A WOMAN has described her feeling of ‘personal achievement’ as she was honoured for living with insulin-dependent diabetes for six decades.

Jenny Day was just nine years old when she was diagnosed with Type 1 diabetes in 1957. Her parents were told she would be lucky to live for another 20 or 30 years.

Now aged 70, she has confounded all expectations and been handed a Lawrence Medal from Diabetes UK to mark her achievement of managing the condition for 60 years.

Despite her condition, Mrs Day – wife of county councillor Keith Day - attended college, obtained good qualifications and had a very busy and high-powered job at Heathrow with British Airways. She retired in 2000. 

Mrs Day, of Bridport, said she had a ‘fabulous job’ in runway control, though the stresses of it meant she had to manage her condition carefully.

When diagnosed, she was handed a list of careers deemed suitable for diabetics – but never let this hold her back.

“It wasn’t easy,” she said. “I had to do four of five injections a day, I would take my own food and watch out for low sugar. Meetings were difficult, and it did give me a lot of worry but I managed it.”

She has seen the technology used to manage her condition change over the decades, and now has a sensor attached to her arm to give continuous blood sugar readings, showing if the level is going up, down or staying the same.
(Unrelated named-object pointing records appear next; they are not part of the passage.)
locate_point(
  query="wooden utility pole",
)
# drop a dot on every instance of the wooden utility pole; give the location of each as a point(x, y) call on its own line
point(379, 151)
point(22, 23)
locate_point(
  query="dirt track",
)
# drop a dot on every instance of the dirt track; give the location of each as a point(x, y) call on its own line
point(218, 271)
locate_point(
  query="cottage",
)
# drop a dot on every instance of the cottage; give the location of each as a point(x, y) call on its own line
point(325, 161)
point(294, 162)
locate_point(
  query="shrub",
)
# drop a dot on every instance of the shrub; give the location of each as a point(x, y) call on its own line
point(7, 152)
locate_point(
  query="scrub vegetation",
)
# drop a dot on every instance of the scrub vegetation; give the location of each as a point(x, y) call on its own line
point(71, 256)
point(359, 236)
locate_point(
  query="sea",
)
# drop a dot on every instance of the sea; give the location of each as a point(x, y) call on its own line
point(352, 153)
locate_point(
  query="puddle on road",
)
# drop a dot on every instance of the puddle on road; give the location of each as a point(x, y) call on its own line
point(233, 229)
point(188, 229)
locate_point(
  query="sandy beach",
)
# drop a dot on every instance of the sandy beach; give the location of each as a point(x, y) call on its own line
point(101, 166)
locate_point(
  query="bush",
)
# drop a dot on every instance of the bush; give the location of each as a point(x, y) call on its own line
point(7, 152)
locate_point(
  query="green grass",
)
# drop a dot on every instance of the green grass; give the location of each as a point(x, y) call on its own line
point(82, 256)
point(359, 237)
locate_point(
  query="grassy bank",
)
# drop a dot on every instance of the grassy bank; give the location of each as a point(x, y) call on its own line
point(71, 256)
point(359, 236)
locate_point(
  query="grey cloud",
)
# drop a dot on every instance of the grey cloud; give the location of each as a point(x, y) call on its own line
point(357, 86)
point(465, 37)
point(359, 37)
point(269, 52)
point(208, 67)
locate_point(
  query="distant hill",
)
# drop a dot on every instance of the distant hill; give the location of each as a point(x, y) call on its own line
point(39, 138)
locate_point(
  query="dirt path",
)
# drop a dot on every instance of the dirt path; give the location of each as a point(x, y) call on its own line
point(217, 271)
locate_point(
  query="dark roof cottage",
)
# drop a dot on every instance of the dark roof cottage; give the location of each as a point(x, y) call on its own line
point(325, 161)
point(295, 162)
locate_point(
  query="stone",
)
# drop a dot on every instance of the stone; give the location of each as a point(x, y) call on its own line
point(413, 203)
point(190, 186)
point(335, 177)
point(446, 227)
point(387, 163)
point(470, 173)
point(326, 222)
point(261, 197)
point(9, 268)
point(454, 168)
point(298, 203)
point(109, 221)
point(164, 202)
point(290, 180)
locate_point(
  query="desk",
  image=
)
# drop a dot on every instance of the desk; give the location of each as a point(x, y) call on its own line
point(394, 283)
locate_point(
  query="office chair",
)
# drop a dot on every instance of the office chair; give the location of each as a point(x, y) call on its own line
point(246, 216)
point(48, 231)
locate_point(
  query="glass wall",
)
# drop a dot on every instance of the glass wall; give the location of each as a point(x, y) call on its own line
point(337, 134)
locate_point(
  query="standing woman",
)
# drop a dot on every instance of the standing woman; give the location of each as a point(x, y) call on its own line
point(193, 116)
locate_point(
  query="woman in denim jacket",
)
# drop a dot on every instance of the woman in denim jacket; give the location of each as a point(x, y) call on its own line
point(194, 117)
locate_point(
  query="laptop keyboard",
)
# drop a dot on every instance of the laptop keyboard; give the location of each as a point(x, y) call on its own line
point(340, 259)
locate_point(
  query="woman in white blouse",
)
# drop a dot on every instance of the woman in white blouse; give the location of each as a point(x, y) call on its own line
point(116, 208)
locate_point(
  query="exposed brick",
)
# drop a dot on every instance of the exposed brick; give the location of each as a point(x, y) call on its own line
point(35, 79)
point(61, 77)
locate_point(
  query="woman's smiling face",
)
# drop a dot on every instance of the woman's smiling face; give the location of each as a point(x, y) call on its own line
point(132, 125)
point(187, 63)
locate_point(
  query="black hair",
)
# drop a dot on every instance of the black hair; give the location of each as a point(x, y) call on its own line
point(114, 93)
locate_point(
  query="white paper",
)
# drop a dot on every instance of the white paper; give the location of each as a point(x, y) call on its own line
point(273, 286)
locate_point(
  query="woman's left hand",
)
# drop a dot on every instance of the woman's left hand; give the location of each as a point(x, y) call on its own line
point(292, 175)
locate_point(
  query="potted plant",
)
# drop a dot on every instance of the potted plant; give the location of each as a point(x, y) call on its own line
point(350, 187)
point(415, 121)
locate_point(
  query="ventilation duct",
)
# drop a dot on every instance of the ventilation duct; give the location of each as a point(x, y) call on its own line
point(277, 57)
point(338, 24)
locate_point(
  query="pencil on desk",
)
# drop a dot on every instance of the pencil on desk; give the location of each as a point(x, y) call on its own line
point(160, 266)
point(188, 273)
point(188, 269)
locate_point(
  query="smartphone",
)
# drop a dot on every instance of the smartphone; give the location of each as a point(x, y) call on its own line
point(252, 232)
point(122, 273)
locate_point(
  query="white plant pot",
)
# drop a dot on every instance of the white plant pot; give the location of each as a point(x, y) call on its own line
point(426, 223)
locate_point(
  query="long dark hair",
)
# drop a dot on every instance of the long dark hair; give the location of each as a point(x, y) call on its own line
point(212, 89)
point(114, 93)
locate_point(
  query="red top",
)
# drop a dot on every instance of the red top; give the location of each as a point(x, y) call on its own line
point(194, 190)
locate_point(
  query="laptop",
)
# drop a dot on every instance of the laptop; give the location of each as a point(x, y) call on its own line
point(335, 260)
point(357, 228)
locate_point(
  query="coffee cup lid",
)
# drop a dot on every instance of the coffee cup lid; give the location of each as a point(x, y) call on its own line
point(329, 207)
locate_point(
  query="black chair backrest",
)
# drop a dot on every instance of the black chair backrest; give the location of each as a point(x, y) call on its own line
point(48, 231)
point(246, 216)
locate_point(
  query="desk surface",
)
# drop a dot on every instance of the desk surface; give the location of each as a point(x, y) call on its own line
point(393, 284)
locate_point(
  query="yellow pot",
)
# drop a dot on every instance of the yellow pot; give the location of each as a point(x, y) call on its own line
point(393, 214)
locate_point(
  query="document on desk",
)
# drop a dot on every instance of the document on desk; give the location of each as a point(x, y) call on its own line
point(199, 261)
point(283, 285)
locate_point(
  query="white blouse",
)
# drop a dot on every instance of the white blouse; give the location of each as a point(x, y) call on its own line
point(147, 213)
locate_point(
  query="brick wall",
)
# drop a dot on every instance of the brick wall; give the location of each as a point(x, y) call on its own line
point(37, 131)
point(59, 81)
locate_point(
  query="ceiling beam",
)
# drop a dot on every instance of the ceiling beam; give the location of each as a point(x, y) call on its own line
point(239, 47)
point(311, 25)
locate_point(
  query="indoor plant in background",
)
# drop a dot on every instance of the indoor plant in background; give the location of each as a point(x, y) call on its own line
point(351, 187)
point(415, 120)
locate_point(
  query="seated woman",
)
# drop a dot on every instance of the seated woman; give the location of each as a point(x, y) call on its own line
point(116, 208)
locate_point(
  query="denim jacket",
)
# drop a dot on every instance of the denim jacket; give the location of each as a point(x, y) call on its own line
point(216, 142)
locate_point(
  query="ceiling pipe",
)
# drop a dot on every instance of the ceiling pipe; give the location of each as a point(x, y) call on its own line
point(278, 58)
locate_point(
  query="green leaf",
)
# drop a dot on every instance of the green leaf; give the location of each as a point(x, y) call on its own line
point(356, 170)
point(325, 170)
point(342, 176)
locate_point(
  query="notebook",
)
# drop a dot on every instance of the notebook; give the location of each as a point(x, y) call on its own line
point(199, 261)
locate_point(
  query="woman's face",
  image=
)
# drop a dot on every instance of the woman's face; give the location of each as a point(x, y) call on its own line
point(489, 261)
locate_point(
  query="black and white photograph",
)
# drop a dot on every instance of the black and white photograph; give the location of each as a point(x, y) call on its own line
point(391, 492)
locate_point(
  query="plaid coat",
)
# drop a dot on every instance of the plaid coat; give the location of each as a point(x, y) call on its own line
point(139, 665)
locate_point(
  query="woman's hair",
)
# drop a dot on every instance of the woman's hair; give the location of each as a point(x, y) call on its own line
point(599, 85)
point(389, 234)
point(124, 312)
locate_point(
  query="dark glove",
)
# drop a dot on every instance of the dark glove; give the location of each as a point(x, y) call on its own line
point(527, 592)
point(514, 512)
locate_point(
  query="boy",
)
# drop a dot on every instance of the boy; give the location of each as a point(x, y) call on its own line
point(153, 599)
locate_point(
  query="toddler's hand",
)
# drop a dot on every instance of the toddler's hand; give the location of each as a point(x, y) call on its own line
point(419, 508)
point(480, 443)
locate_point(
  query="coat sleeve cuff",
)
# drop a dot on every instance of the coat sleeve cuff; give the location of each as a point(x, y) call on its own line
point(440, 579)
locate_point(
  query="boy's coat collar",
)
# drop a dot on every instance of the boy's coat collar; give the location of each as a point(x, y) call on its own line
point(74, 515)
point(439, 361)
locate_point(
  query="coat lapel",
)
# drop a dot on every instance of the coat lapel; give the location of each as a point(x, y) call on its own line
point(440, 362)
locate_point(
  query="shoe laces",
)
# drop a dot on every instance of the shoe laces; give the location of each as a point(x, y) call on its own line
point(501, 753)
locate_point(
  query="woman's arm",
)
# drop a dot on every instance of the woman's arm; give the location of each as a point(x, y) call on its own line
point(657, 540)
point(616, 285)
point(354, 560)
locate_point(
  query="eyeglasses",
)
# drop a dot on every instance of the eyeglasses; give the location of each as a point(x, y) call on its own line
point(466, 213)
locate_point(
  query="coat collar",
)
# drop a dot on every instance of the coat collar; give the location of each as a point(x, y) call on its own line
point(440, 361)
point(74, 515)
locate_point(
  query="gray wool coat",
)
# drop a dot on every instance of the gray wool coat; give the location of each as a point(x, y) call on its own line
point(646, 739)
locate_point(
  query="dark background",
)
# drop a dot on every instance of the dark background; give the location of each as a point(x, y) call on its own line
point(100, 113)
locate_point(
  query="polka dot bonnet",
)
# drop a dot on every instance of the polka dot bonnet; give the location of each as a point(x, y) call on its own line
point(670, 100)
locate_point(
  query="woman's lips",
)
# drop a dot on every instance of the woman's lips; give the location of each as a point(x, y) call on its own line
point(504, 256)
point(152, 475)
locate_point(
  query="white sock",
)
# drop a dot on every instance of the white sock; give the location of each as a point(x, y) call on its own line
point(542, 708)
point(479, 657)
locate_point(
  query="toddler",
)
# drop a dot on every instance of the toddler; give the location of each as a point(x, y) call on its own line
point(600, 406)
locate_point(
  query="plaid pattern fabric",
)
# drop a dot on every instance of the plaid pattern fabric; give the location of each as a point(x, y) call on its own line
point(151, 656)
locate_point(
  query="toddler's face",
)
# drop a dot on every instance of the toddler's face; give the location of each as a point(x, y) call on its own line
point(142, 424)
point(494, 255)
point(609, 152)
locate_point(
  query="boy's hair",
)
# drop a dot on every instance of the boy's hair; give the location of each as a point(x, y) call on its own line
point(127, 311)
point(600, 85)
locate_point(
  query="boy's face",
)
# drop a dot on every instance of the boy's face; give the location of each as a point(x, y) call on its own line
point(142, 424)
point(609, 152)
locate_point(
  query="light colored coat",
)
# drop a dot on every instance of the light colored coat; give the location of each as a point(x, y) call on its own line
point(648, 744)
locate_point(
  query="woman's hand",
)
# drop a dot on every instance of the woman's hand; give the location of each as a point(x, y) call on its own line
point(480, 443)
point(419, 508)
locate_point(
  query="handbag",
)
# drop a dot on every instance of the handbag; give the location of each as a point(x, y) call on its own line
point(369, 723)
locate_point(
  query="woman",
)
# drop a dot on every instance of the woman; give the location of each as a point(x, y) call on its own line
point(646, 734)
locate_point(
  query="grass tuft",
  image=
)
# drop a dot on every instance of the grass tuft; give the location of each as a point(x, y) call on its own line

It wasn’t always so easy. As a child, her father would give her the injections needed to manage her condition, but as she got older she was told she would have to do it herself – or be sent away to learn how.

“I vividly remember sitting there with this great big glass syringe that you had to boil. Syringes are much smaller now. The best thing is the blood testing equipment – all you need to do now is prick your finger and you get the result. In the early days you had to put a tablet into urine and watch for the colour change, which would give you a vague idea of what your blood sugar level was about an hour ago.”

She described the diagnosis as ‘a shock’ for her parents.

“It’s terrible for children. As a teenager I just pretended I didn’t have it, but that made me really ill. You don’t think anything’s going to happen to you at that age.

“It wasn’t until I got to my early 20s that I started taking it seriously. I lost the sight in one eye when I was 30. It’s usually 20 years from your diagnosis when the problems begin.”

On the award, she said: “It is a personal achievement for me. Honestly, I never thought I would get this old. When I was diagnosed my parents were told I would be lucky to live for 20 or 30 years. My mum died about six years ago so she saw me get my award for 50 years. We were both thrilled.

“For anyone who’s just been diagnosed I would tell them, it is a liveable condition. I’m proof of that.”